The automaton provably has `≤ 2·∣T∣ − 1` states and `≤ 3·∣T∣ − 4` transitions for text `T`, giving `O(∣T∣)` construction and `O(∣q∣)` substring queries. The **Scdawg** backend is a *symmetric compact* refinement that adds left-extension edges for bidirectional search at ~20–30% fewer states. — Blumer et al. (1985); Crochemore (1986); Inenaga et al. (2001, 2005).

### Complexity & memory at a glance

Let `∣q∣` = query length, `N` = number of terms, `n` = total indexed size in units.

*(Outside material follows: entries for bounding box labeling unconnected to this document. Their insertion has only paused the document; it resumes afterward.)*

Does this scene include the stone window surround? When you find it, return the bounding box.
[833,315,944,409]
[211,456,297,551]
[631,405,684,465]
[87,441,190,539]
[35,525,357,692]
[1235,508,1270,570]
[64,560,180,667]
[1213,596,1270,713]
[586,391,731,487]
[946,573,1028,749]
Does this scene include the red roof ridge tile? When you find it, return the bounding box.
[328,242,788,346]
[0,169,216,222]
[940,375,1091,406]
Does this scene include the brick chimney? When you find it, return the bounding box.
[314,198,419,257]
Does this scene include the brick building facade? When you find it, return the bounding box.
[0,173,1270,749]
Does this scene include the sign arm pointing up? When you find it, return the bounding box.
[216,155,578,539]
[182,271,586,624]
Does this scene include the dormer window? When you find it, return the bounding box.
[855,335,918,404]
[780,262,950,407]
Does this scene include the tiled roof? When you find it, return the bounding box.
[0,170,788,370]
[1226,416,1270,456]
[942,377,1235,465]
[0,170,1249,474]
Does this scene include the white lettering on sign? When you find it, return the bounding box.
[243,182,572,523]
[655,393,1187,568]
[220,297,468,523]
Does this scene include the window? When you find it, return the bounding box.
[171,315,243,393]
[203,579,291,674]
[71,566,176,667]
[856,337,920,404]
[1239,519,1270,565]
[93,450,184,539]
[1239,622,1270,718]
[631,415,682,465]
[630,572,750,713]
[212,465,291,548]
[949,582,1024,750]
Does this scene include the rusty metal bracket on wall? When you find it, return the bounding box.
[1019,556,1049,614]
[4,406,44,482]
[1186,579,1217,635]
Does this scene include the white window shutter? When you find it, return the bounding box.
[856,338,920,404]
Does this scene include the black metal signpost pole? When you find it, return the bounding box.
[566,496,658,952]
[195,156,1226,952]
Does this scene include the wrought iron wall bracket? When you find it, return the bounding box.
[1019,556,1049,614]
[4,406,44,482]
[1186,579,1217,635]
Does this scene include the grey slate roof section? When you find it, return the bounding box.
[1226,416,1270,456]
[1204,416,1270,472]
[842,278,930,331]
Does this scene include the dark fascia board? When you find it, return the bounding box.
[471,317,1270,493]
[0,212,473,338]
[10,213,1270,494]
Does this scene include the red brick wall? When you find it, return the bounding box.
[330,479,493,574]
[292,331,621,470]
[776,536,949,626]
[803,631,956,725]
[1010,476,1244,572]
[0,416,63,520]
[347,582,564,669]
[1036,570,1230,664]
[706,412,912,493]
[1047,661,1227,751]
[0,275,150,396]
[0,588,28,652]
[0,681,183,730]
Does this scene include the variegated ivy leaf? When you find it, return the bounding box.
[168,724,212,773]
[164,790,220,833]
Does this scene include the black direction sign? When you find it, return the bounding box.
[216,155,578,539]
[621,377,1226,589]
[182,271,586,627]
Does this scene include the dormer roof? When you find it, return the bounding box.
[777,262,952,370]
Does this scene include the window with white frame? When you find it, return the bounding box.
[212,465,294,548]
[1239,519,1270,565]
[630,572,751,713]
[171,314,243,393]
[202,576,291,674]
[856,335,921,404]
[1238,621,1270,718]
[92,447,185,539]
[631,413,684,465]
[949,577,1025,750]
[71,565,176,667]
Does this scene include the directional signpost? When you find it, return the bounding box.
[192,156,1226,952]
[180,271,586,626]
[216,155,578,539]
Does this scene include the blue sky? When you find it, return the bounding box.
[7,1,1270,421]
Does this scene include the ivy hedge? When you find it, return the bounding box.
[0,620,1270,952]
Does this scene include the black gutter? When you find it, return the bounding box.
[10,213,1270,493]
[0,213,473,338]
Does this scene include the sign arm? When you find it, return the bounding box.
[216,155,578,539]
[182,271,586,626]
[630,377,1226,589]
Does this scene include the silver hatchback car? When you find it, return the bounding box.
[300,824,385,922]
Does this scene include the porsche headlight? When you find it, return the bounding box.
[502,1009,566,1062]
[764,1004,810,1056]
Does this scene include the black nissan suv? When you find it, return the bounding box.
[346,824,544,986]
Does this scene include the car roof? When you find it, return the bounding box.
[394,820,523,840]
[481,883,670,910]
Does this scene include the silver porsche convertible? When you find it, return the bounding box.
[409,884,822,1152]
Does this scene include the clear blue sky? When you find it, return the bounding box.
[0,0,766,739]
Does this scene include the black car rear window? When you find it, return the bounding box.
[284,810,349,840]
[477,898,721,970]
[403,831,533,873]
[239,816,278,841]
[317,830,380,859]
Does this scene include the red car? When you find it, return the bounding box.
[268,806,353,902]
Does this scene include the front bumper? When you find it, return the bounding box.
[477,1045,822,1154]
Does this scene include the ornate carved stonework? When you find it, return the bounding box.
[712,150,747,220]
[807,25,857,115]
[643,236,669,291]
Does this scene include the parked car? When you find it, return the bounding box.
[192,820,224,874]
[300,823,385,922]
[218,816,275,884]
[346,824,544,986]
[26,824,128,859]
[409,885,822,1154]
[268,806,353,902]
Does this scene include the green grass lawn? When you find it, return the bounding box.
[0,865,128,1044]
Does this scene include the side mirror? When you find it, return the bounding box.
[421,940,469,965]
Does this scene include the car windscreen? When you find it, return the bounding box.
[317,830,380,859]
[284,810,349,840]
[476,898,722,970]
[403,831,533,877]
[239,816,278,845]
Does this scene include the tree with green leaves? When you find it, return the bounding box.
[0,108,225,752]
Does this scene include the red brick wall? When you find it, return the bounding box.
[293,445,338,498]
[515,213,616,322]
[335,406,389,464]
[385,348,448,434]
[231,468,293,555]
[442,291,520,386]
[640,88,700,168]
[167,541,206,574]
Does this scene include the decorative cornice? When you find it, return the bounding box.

Every backend
answers membership in `O(∣q∣)`, **independent of `N`** — they diverge on updates and footprint
(bytes/state are approximate, order-of-magnitude):

| Backend              | Lookup                   | Insert           | Remove           | ~Bytes/state  | Construction               |
|----------------------|--------------------------|------------------|------------------|---------------|----------------------------|
| **DoubleArrayTrie**  | `O(∣q∣)`               | append-only      | —                | ~8            | `O(N log N)` (sort + pack) |
| **DynamicDawg**      | `O(∣q∣)`               | `O(∣q∣ log n)` | `O(∣q∣ log n)` | ~25–32        | incremental + minimize     |
| **SuffixAutomaton**  | `O(∣q∣)` *(substring)* | `O(1)` amortized | `O(n)` rebuild   | ~40–50        | `O(n)` online              |
| **Scdawg**           | `O(∣q∣)` *(substring)* | build-once       || ~30–40        | `O(n)`                     |
| **PersistentARTrie** | `O(∣q∣)` + I/O         | `O(∣q∣)` + I/O | `O(∣q∣)` + I/O | ~30–50 + disk | incremental                |

The double-array trie's `O(N log N)` build buys the cheapest, most cache-resident lookup; the DAWG
family trades a `log n` insert factor for runtime mutation **and** suffix sharing; the suffix automaton
spends ~2× the memory to answer *substring* (not just prefix) queries; the persistent ART adds a bounded,
path-compressed number of disk I/Os per level.

---

## Persistent ARTrie — lock-free & durable

The flagship backend is a disk-backed **Adaptive Radix Tree (ART)**: a radix tree whose nodes adapt their representation to their fanout, paired with a **write-ahead log (WAL)** for crash durability and a lock-free (atomic **compare-and-swap**, *CAS*) in-memory overlay for concurrency.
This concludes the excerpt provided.